Ad Eugenio Tavolara, artista sassarese che promosse il rinnovamento, pur nel rispetto della tradizione, delle produzione artigianali sarde, è intitolato il Padiglione dell'Artigianato, posto al centro dei Giardini pubblici:
La struttura, gestita dall'I.S.0.L.A. (Istituto Sardo per l'Organizzazione del Lavoro Artigiano.), accoglie una mostra-
Sassari unisce all'amore per il suo ricco patrimonio di tradizioni una vivacità intellettuale che anima iniziative culturali o di rilevanza sociale.
Fra le tradizioni la più radicata è sicuramente quella della Discesa dei Candelieri, che ogni anno, il 14 agosto, vengono portati in una singolare processione attraverso tutto il centro cittadino fino alla Chiesa di Santa Maria in Betlem, dove verranno custoditi per i successivi dodici mesi.
Il rito, che si ripete fin dal XVI secolo, è inteso a sciogliere un voto nei confronti della Madonna che salvò la città da una terribile epidemia di peste.
I Candelieri, di legno e fastosamente decorati, sono nove, e ciascuno d'essi rappresenta uno dei nove "gremì" (Piccapietre, Viandanti, Contadini, Falegnami, Ortolani, Calzolai, Sarti, Muratori, Massai), antiche corporazioni di mestiere di tradizione spagnola.
La "discesa" lungo il ripido corso Vittorio Emanuele gremito di folla è altamente suggestiva e all'aspetto rituale unisce il carattere di una prova di forza e di abilità, poiché i Candelieri, ciascuno dei quali pesa dai 200 ai 300 chili, vengono portati a passo di danza, fra ondeggiamenti e temerarie giravolte.
Gli appartenenti ai "gremi" partecipano alla processione nei loro costumi di antica foggia spagnola.
Tradizione è ormai diventata anche la Cavalcata Sarda, fastosa parata di un lunghissimo corteo di cavalieri e giovani donne nei costumi tradizionali di tutti i paesi della Sardegna, che, a partire dal 1958, si svolge ogni anno la penultima domenica di maggio.
La Cavalcata è seguita, nel pomeriggio e a sera, da corse di cavalli, da prove di abilità equestre e da spettacoli nel corso dei quali numerosi gruppi folcloristici eseguono canti e danze tradizionali.

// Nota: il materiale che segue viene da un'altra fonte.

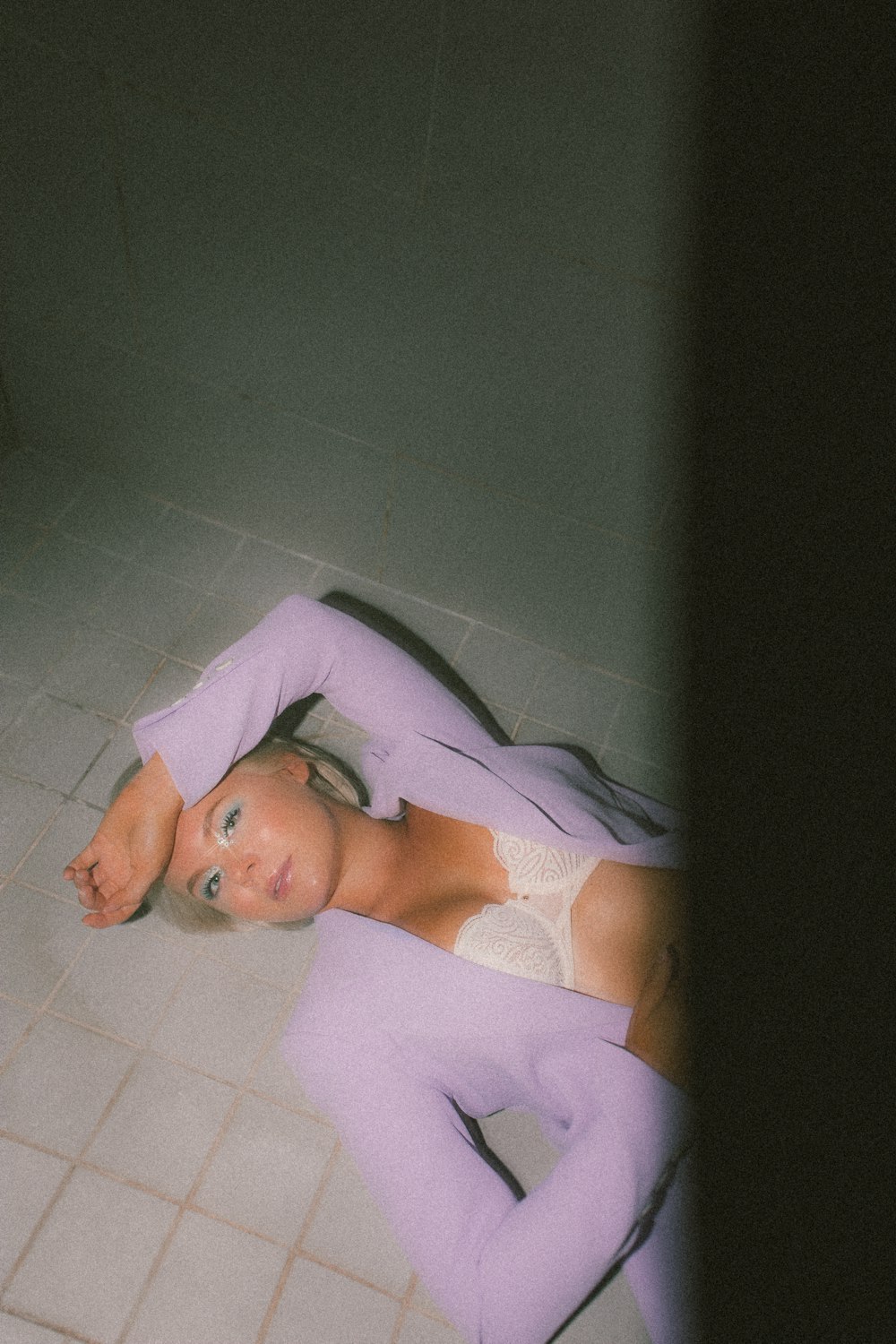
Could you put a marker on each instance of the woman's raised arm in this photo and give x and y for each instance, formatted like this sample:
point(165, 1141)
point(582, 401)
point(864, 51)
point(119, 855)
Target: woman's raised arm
point(301, 648)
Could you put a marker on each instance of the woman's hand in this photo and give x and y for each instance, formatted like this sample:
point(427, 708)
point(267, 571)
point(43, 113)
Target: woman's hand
point(132, 847)
point(659, 1029)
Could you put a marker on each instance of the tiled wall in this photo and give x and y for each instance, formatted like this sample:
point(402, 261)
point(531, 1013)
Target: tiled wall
point(387, 297)
point(400, 287)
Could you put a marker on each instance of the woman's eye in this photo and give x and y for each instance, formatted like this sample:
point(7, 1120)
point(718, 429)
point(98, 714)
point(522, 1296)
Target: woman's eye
point(230, 822)
point(211, 884)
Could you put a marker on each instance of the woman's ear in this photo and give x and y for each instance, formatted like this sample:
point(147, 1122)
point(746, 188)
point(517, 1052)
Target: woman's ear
point(296, 766)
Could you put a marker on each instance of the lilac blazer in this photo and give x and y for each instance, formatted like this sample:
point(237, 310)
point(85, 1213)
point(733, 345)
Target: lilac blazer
point(390, 1031)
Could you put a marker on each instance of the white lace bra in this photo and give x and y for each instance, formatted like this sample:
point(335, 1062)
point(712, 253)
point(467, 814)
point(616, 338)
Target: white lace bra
point(530, 935)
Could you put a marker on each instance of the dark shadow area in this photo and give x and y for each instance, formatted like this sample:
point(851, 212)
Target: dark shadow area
point(791, 570)
point(419, 650)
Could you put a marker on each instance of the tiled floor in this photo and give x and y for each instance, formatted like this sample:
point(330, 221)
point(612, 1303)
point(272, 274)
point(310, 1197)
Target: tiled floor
point(376, 297)
point(167, 1182)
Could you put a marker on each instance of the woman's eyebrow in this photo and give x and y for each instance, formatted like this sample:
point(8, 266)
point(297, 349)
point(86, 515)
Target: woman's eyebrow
point(209, 831)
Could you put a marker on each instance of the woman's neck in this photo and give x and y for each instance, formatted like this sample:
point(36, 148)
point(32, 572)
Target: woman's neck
point(395, 870)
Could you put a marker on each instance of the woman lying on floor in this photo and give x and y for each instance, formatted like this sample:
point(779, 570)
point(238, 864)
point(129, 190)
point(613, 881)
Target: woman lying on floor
point(498, 927)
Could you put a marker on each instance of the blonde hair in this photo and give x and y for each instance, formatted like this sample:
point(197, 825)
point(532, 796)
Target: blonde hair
point(330, 776)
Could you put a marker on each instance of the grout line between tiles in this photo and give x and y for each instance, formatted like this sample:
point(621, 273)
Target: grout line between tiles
point(387, 521)
point(35, 1231)
point(435, 91)
point(118, 183)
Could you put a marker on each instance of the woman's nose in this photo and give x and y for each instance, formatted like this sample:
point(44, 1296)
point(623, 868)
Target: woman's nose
point(246, 870)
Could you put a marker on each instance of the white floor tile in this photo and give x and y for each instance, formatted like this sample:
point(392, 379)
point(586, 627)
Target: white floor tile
point(66, 836)
point(34, 639)
point(268, 1169)
point(69, 577)
point(215, 626)
point(421, 1330)
point(421, 1298)
point(276, 954)
point(91, 1257)
point(102, 672)
point(15, 1331)
point(190, 548)
point(29, 1180)
point(35, 488)
point(172, 683)
point(40, 938)
point(261, 575)
point(54, 744)
point(349, 1231)
point(129, 521)
point(13, 1019)
point(24, 808)
point(218, 1021)
point(58, 1083)
point(123, 981)
point(320, 1306)
point(102, 779)
point(214, 1285)
point(276, 1080)
point(13, 698)
point(150, 607)
point(161, 1126)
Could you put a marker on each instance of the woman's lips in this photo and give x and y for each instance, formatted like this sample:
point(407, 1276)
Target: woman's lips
point(281, 881)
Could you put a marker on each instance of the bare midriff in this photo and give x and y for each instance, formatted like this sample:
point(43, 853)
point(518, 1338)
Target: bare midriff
point(622, 917)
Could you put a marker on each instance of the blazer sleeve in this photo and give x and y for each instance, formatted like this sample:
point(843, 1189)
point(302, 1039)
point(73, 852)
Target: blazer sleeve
point(301, 648)
point(504, 1271)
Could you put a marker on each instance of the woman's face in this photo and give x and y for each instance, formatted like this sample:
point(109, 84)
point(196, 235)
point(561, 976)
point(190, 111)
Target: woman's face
point(261, 846)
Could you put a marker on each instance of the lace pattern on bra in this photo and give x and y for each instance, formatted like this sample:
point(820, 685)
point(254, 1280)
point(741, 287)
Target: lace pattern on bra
point(530, 935)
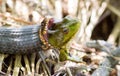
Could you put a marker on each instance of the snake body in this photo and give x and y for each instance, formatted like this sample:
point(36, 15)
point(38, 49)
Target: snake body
point(20, 40)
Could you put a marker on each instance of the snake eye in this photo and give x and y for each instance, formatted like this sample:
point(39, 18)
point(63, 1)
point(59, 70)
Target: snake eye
point(66, 30)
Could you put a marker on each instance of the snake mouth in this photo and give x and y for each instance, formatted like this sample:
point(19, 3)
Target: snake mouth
point(20, 40)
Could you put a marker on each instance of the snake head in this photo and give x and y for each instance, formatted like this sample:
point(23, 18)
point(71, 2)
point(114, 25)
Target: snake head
point(60, 33)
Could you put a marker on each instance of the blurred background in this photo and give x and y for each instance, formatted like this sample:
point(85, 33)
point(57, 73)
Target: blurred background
point(99, 18)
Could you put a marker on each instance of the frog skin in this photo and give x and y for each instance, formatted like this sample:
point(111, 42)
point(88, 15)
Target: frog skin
point(62, 33)
point(29, 39)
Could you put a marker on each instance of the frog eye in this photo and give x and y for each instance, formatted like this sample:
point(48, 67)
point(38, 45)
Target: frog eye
point(66, 30)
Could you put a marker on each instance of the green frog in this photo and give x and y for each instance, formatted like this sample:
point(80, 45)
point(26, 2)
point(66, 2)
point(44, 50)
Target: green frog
point(61, 33)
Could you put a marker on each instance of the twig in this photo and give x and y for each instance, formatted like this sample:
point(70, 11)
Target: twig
point(115, 33)
point(33, 62)
point(114, 10)
point(45, 65)
point(27, 65)
point(1, 60)
point(17, 65)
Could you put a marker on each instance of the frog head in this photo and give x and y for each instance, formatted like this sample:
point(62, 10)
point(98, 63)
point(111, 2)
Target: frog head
point(61, 32)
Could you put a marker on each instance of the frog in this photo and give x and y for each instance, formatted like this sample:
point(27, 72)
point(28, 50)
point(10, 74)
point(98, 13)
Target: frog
point(61, 33)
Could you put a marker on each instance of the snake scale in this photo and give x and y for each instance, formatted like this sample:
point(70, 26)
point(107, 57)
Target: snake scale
point(48, 34)
point(19, 40)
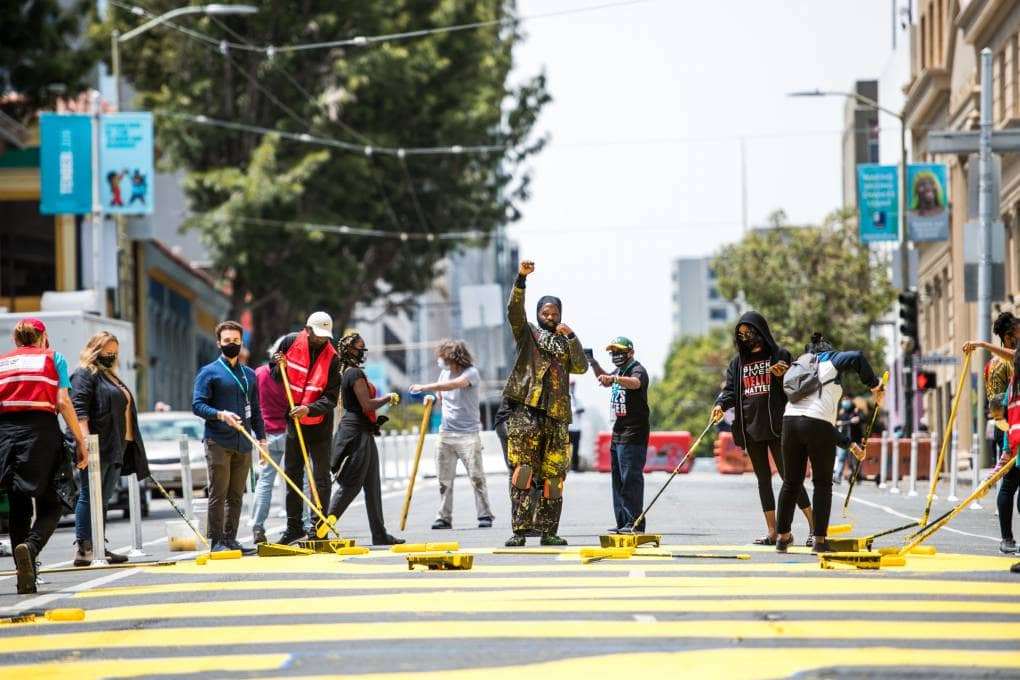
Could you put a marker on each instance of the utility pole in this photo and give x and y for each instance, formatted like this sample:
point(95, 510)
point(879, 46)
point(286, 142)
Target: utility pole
point(985, 203)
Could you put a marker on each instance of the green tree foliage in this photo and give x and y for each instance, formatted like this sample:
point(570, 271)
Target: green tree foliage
point(430, 91)
point(43, 54)
point(682, 399)
point(807, 279)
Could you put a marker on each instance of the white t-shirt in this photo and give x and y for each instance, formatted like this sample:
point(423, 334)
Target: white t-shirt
point(460, 407)
point(824, 406)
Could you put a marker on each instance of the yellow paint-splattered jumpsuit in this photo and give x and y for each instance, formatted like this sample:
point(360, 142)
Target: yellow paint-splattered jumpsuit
point(537, 431)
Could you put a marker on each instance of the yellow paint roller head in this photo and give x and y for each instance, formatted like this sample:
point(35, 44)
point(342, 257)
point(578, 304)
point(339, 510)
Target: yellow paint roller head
point(225, 555)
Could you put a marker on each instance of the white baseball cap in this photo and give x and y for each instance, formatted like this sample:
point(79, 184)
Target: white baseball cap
point(321, 324)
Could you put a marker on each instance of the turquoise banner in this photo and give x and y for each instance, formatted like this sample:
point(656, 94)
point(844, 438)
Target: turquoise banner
point(878, 203)
point(64, 164)
point(125, 160)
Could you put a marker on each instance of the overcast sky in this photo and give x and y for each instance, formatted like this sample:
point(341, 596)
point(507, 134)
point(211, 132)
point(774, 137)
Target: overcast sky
point(644, 164)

Intensa l'attività culturale, che ha come cardini fissi la stagione lirica promossa dall'Ente
Concerti intitolato alla pianista Marialisa De Carolis e la stagione teatrale curata dal Centro Diffusione Attività Culturali. Numerose e frequenti le altre iniziative di varia natura (concerti, conferenze, dibattiti) cui danno vita enti ed associazioni.